A searchable Chinese / English dictionary with helpful utilities.

Primary LanguageRustMIT LicenseMIT

chinese-dictionary

Build Status

About

A searchable Chinese / English dictionary with helpful utilities.

Features

  • Search with Traditional Chinese characters, Simplified Chinese characters, pinyin with tone marks, pinyin with tone numbers, pinyin with no tones, and English.
  • Classify a string of text as either English, Pinyin, or Chinese characters.
  • Convert between Traditional and Simplified Chinese characters.
  • Segment strings of Chinese characters into tokens using a dictionary-driven segmentation approach.

Installation

npm install chinese-dictionary --save

Usage

Initialization is optional. If .init() is not called required values will be lazy loaded once.
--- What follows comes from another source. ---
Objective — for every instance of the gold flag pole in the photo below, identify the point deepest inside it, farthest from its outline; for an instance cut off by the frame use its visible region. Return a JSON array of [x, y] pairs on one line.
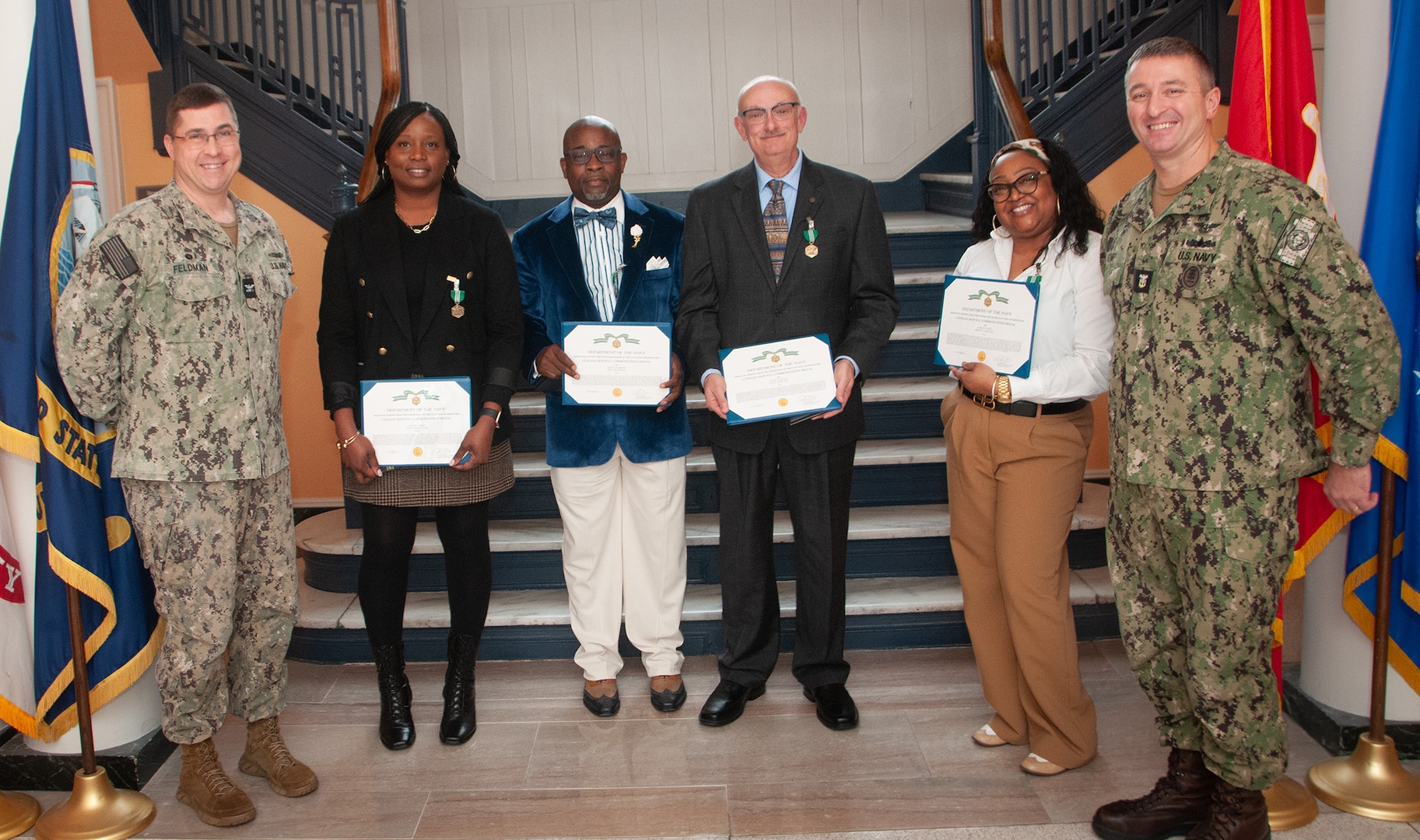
[[96, 809], [17, 814], [1371, 782]]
const dictionary = require('chinese-dictionary');

// Make a query directly
dictionary.query('test').then(result => console.log(result));

// Or make a query once required data is loaded
dictionary.init().then(() => dictionary.query('test').then(result => console.log(result)));

Querying the dictionary

const dictionary = require('chinese-dictionary');

dictionary.init().then(() => { 
	dictionary.query('test').then(result => {
		// Learn more about the dictionary entry format below
		console.log(result[0].simplified); // --> '实验'
	});
});

Classying a string of text

const dictionary = require('chinese-dictionary');

dictionary.init().then(() => { 
	dictionary.classify('test').then(result => {
		// There are four possible return options
		// from the classify function:
		// 'EN' --> Represents the text was in English
		// 'PY' --> Represents the text was in Pinyin
		// 'ZH' --> Represents the text was in Chinese Characters
		// 'UN' --> Represents the classification result was uncertain
		console.log(result); // --> 'EN'
	});
});

Convert between Traditional and Simplified Chinese characters

const dictionary = require('chinese-dictionary');

dictionary.init().then(() => { 
	dictionary.convertToTraditional('实验').then(result => console.log(result)); // --> 實驗
	dictionary.convertToSimplified('實驗').then(result => console.log(result)); // --> 实验

	console.log(dictionary.isSimplified('实验')); // --> true
	console.log(dictionary.isTraditional('實驗')); // --> true
});

Segment a string of characters

const dictionary = require('chinese-dictionary');

dictionary.init().then(() => { 
	dictionary.segment('今天天气不错').then(result => console.log(result)); // --> ['今天', '天气', '不错']
});

Dictionary Entry Format

{
	traditional: '天氣',
	simplified: '天气',
	pinyinMarks: 'tiān qì',
	pinyinNumbers: 'tian1 qi4',
	english: ['weather'],
	toneMarks: [1, 4],
	hash: '999999999...',
	hsk: 1,
	word_id: 123456,
	measureWords: [
		{
			traditional: '個',
			simplified: '个',
			pinyinMarks: 'gè',
			pinyinNumbers: 'ge4'
		}
	]
}

License

This software is licensed under the MIT License.